In der Silvesternacht ist es in der Linksextremistenhochburg Leipzig-Connewitz erneut zu schweren Ausschreitungen gekommen. Bereits längere Zeit sind dort vorwiegend nachts bürgerkriegsähnliche Zustände zu beobachten, Polizisten werden wiederholt angegriffen, öffentliche Gebäude und Straßenzüge verwüstet, Fahrzeuge angezündet. Die überregionale Öffentlichkeit berichtet davon wenig bis gar nichts.

Im September 2019 hatte die Polizei bei einem Einsatz klein beigegeben und sich von Demonstranten kontrollieren lassen. Diese gut gemeinte aber schlecht gemachte „Deeskalation“ musste langfristig eskalierend wirken, auch weil sie meiner Ansicht nach gegen Einsatzgrundsätze verstoßen hatte. Vollzieht die Polizei in Leipzig zukünftig keinen untertänigen Rückzieher, ist die Eskalation nicht mehr abzuwenden. Ein schwerer Fehler mit Langzeitwirkung, der punktgenau eintrat:

Linksextreme machten diesmal regelrecht Jagd auf Polizeibeamte. Diese wurden mit Flaschen, Steinen und Feuerwerkskörpern beschossen. Feuer wurden gelegt. Der sächsische Innenminister Roland Wöller spricht von gezielter Gewalt und von organisierten Angriffen. Das liest sich für mich, als wenn in Leipzig Menschenjagden von Linksextremen auf Polizeibeamte stattgefunden haben.

Einem Beamten wurde der Schutzhelm vom Kopf gerissen, anschließend wurde er schwer attackiert und sackte daraufhin auf der Kreuzung besinnungslos zusammen. Um sein Leben zu erhalten, musste der 38-jährige im Krankenhaus notoperiert werden. Inzwischen hat das sächsische LKA wegen eines Mordversuchs die Ermittlungen an sich gezogen, da das Mordmerkmal der Heimtücke erfüllt sei.

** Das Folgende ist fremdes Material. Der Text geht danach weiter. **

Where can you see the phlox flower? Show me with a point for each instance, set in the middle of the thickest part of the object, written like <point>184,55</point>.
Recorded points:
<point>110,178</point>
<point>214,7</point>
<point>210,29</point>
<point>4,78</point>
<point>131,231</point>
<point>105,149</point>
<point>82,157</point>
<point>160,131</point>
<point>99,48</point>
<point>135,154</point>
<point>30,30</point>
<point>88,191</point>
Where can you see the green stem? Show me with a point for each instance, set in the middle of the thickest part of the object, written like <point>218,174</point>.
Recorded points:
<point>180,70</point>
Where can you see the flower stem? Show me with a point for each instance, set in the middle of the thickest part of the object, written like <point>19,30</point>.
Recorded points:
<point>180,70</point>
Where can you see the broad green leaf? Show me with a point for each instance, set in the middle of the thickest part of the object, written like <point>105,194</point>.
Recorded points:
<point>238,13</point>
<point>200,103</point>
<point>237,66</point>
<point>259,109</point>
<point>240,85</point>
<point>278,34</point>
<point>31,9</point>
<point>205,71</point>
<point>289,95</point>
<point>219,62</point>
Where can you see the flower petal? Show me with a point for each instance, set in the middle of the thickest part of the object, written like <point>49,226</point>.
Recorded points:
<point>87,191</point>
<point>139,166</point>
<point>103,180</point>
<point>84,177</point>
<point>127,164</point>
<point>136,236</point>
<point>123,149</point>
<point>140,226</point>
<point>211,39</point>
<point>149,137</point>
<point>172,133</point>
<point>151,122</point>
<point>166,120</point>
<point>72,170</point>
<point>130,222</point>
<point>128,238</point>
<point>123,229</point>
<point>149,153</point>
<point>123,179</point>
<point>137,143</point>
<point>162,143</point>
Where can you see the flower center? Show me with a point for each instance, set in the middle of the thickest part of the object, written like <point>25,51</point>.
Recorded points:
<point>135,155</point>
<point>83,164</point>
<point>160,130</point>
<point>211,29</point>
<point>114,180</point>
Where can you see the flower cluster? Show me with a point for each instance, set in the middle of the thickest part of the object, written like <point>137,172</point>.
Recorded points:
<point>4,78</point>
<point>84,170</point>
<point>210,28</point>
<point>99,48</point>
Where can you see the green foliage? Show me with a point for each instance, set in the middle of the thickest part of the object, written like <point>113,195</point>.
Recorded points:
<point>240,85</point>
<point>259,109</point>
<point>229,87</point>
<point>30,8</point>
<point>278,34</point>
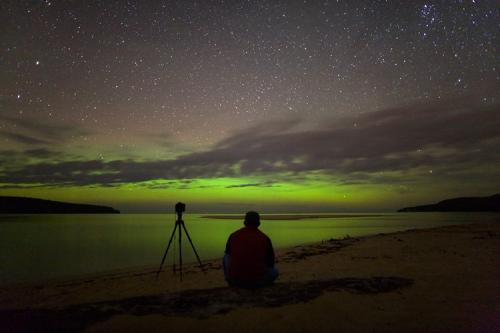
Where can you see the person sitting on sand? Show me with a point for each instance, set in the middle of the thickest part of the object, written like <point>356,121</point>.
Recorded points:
<point>249,256</point>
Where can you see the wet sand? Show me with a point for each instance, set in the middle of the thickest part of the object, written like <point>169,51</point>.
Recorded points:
<point>429,280</point>
<point>288,217</point>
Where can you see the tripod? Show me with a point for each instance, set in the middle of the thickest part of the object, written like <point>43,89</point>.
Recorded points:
<point>179,225</point>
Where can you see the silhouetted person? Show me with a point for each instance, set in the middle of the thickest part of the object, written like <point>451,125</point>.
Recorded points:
<point>249,256</point>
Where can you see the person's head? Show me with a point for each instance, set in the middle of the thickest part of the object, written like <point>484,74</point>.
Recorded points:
<point>252,219</point>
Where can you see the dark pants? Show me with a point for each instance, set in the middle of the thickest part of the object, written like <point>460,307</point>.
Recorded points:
<point>268,279</point>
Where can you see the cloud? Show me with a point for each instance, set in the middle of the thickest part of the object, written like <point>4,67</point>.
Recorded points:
<point>262,184</point>
<point>35,132</point>
<point>440,134</point>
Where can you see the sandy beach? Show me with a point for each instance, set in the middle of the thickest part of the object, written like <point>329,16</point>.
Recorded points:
<point>428,280</point>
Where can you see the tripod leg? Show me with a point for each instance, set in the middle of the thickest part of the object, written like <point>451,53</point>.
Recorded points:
<point>192,245</point>
<point>166,251</point>
<point>180,248</point>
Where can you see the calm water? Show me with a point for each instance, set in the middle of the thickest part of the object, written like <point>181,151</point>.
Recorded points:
<point>40,247</point>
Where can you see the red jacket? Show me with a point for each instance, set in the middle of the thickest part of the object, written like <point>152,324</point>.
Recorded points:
<point>251,255</point>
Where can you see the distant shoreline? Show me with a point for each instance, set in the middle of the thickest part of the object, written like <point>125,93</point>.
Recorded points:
<point>289,216</point>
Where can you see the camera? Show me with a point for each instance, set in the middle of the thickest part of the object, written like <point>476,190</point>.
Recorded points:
<point>180,208</point>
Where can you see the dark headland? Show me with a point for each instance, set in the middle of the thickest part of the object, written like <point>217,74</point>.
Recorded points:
<point>466,204</point>
<point>22,205</point>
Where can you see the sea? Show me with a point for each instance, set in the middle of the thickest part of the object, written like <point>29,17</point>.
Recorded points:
<point>37,248</point>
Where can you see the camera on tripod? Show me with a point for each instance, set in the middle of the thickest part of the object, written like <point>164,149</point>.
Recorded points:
<point>179,226</point>
<point>179,209</point>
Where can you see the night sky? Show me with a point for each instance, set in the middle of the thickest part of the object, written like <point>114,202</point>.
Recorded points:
<point>237,105</point>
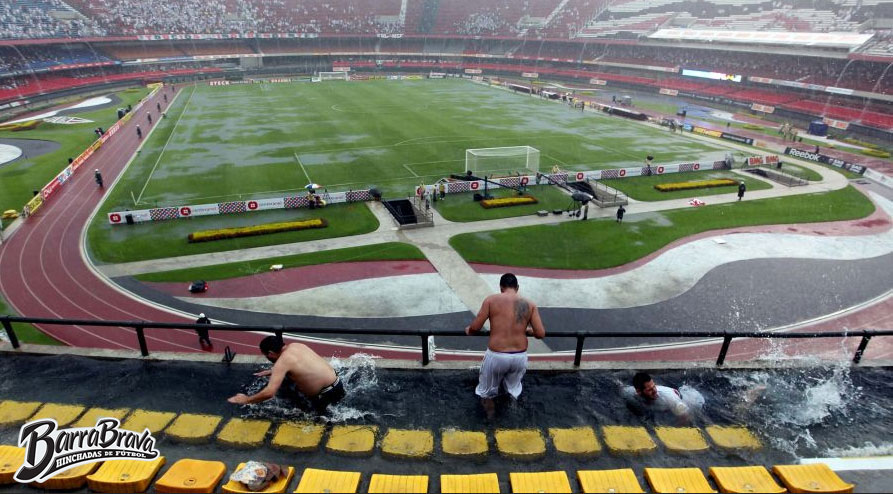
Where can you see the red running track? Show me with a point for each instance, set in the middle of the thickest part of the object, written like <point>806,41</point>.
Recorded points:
<point>43,274</point>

Außerdem wurden weitere Polizeibeamte verletzt. Mehrere Personen wurden wegen versuchter gefährlicher Körperverletzung, Widerstand gegen Polizeibeamte und schwerem Landfriedensbruch vorläufig festgenommen bzw. die Identitäten festgestellt.

Die Landtagsabgeordnete der umgenannten SED Juliane Nagel: „Uff. Cops raus aus #Connewitz gewinnt nach diesem Jahreswechsel ne neue Bedeutung. Ekelhafte Polizeigewalt, überrennen unbeteiligter, wirre Einsatzmanöver, kalkulierte Provokation.“ Die Linksradikale ist außerdem Mitglied in der vom Verfassungsschutz beobachteten und erwähnten „Roten Hilfe“.

Angriff auf Polizisten
Leipzig: Mordversuch durch Linksextreme
Übereinstimmend berichten die althergebrachten Medien über die Vorfälle in Connewitz von „Linksautonomen“ wenn nicht gleich üblicherweise manipulierend von „Aktivisten“ geschrieben wird. Personen, die Menschen vorsätzlich schwer verletzen, deren Tod in Kauf nehmen oder gar vorsätzlich töten wollen, sind keine harmlosen Linken oder „Autonome“. Hier ist teilweise der Verbrechenstatbestand erfüllt. Die Bezeichnung „Kriminelle“, besser „Schwerkriminelle“ würden der medialen Wahrheitsfindung bessere Dienste erweisen als dieses betreute Lesen.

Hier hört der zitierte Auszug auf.